When I'm in my apartment, Home is my parent's house.  When I'm outside of my apartment but in the city where I completed my degree, Home is my apartment or my parent's house.  When I'm in the North East, Home is my parent's house in the North East.  My family freaks a little when I slip up and accidentally call my apartment Home, so I'm constantly censoring my thoughts and back-tracking my sentences to be sure I don't accidentally call my apartment Home in front of them.

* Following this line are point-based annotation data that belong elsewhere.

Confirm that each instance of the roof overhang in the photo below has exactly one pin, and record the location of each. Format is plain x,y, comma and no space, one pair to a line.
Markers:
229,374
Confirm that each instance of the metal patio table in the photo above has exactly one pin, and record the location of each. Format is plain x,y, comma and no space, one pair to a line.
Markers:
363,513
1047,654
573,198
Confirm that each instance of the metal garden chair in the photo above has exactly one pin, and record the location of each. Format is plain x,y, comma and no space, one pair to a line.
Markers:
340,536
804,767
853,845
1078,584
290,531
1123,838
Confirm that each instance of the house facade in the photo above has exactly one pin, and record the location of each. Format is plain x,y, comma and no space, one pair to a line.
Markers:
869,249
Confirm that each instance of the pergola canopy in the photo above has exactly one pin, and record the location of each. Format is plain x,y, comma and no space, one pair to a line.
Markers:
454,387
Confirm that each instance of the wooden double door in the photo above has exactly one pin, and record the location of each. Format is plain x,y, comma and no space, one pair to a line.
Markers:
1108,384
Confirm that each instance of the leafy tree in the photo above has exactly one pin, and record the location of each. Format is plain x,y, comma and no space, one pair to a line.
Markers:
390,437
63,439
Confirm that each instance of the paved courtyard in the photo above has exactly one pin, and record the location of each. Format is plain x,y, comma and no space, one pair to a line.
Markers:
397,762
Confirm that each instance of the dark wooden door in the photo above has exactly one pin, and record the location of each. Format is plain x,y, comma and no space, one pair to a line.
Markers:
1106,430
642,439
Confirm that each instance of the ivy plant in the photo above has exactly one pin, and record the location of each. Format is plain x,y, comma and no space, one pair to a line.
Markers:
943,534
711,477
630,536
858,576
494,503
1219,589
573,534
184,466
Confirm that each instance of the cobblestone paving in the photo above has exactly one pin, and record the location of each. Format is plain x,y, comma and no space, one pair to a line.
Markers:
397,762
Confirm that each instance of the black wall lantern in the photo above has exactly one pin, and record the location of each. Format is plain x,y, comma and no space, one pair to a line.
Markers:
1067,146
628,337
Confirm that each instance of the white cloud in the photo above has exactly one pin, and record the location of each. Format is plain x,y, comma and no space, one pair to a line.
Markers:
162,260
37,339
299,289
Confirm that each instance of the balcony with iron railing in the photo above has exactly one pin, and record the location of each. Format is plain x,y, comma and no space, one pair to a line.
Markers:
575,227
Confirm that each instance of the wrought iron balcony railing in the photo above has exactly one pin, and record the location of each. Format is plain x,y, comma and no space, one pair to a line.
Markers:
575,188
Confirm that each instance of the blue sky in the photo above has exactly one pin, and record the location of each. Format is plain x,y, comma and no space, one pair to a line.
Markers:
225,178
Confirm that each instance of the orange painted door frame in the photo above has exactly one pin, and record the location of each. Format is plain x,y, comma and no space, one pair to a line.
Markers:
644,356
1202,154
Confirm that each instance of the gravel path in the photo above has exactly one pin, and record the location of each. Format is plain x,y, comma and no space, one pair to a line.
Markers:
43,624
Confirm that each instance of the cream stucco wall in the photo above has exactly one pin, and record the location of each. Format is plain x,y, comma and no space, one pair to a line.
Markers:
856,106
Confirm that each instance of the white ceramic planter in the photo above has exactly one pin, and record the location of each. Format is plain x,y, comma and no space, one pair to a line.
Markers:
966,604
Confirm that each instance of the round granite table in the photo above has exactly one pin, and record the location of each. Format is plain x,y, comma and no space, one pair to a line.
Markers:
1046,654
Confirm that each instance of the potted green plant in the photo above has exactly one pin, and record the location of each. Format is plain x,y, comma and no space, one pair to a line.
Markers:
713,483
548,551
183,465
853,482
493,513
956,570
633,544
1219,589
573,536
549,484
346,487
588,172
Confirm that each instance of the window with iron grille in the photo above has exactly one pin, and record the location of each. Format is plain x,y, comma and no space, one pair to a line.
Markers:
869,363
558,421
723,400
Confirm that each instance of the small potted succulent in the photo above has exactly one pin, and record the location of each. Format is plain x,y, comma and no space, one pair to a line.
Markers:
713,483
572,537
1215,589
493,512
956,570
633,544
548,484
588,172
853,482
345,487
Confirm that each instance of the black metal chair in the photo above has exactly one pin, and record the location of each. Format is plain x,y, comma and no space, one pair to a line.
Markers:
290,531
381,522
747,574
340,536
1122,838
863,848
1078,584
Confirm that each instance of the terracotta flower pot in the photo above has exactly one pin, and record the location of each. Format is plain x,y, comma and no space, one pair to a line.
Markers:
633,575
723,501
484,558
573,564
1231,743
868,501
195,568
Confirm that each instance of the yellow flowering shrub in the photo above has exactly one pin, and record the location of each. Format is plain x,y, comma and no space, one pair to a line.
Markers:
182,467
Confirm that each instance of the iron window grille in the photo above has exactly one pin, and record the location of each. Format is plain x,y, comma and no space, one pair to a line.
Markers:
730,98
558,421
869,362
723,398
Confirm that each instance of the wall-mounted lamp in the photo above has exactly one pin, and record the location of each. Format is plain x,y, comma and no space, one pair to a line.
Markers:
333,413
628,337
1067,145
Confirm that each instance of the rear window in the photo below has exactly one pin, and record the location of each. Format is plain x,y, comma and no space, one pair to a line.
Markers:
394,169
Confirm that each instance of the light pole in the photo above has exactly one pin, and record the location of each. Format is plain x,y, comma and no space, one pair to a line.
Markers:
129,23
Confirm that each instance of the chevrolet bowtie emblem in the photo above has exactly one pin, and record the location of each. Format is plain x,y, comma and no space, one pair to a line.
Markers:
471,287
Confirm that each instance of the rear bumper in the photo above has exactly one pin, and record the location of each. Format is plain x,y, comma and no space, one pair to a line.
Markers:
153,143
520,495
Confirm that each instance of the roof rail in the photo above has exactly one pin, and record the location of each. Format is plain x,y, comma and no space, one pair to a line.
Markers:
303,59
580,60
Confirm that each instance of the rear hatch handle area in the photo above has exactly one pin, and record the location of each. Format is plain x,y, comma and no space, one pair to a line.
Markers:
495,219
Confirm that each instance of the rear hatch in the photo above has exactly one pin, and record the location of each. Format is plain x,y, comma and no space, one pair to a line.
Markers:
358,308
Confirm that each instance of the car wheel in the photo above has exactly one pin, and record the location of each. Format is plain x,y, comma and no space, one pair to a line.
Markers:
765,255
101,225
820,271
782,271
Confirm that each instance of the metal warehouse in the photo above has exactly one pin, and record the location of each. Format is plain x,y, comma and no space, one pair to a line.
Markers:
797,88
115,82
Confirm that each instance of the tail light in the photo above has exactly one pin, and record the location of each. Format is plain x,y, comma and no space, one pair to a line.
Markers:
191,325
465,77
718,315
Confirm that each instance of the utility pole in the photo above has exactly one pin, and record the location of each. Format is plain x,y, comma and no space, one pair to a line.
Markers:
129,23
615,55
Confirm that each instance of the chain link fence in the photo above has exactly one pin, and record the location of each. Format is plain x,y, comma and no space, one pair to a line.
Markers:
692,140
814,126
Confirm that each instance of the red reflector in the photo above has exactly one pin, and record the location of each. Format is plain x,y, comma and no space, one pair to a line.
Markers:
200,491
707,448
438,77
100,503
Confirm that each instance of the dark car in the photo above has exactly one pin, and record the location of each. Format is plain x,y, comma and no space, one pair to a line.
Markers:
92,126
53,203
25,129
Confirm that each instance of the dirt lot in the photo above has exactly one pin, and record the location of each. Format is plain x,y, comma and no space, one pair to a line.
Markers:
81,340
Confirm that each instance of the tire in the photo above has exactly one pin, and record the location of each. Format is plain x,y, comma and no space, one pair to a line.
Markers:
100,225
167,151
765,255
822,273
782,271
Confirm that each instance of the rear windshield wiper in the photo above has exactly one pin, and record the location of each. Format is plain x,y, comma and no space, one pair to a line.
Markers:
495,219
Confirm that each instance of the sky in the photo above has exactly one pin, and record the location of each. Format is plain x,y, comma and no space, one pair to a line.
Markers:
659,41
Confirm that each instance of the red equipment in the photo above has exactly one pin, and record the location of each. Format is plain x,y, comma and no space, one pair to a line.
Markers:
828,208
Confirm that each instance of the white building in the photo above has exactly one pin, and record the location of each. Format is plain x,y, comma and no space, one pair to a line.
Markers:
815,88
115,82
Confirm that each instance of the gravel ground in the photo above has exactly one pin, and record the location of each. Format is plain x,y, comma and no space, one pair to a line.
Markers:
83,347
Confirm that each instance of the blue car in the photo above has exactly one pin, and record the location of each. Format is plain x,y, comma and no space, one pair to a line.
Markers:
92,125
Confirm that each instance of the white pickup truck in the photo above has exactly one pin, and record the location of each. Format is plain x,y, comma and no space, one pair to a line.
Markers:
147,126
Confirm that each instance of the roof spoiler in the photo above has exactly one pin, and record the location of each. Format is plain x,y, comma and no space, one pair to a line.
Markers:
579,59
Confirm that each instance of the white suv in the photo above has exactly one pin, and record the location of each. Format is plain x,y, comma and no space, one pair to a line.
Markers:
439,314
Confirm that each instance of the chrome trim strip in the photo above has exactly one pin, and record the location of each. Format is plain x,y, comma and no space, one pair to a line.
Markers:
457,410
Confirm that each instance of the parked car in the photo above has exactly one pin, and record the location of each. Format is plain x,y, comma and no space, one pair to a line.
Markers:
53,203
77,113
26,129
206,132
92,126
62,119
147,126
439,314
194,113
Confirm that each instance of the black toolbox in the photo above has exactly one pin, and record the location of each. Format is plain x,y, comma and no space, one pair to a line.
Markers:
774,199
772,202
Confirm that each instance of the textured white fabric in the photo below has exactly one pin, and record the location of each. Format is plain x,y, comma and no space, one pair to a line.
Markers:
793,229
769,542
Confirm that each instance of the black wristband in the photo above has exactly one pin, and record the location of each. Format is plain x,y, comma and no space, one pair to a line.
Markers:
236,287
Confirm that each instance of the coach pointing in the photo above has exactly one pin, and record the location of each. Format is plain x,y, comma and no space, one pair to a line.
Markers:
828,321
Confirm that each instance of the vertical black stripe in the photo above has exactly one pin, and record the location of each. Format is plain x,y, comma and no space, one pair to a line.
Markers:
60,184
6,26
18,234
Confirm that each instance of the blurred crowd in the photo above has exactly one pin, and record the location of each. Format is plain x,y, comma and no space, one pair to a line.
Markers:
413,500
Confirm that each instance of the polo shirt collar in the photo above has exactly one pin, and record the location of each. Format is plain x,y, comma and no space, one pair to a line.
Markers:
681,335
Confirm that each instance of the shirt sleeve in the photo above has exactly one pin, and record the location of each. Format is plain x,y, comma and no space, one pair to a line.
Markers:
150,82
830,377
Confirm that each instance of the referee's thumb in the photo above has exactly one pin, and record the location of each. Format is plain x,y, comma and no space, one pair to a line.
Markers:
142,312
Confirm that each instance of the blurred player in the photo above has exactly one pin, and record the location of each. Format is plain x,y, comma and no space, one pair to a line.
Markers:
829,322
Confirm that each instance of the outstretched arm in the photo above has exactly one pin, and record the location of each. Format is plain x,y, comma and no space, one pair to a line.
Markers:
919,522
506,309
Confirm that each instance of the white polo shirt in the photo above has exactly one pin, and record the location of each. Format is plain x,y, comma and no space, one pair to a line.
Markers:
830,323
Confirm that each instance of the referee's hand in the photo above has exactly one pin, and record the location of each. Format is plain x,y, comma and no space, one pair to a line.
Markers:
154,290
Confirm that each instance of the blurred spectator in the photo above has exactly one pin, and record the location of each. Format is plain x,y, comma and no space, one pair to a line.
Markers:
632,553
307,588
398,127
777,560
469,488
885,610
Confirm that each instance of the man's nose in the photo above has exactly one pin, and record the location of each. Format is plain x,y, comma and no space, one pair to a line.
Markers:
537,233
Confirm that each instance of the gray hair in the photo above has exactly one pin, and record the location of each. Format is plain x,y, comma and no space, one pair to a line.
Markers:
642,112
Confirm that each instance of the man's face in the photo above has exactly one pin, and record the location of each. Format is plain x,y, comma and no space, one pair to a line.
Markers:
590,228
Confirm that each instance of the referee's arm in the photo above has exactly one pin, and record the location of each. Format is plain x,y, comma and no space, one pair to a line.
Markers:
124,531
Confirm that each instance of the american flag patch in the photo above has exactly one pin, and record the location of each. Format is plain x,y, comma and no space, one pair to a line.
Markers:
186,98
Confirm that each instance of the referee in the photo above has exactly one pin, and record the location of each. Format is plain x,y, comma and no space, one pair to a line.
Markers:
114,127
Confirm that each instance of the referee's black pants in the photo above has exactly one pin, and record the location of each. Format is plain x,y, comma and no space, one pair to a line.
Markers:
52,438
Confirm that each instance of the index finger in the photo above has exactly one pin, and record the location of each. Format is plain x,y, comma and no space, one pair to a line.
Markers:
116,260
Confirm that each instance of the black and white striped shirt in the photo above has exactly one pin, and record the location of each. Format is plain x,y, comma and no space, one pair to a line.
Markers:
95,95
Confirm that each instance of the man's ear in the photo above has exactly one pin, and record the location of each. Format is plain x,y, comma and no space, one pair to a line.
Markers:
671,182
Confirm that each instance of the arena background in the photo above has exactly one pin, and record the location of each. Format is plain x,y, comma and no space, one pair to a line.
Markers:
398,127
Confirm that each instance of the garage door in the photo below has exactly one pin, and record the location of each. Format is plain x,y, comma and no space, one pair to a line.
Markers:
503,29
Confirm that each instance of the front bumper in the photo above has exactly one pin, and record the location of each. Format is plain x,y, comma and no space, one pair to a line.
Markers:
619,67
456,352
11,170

But here's the thing.  Despite the two places and their respective titles of Home dependent on my location, I'm not sure any place feels like Home right now.  When I'm in my apartment if feels too temporary to be Home.  The contents are mine, but the building isn't mine.  I'm residing on someone else's property when I'm in my apartment.  I have to follow someone else's rules.  I have to hear the voices and sounds of others from the apartments around me.  On the other hand, I spend so little time in the North East now that it feels like the ghost of my old self is floating around in my place when I'm there.  It doesn't feel like my Home.  It feels like younger me's Home.  When I'm sleeping in my pink room, I feel like I'm shrinking back into the mold of what I  was instead of who I've become.

Perhaps this feeling of not belonging or fitting into any of my residences comes with the territory of being a young adult--not a girl, not yet a woman (thanks Brit).  I'm too old for the old me, and too young for the future me.  I'm hovering between the two and probably will for a while.

So, yes "home is where the heart is," but maybe I need to try a little harder to plant my heart somewhere.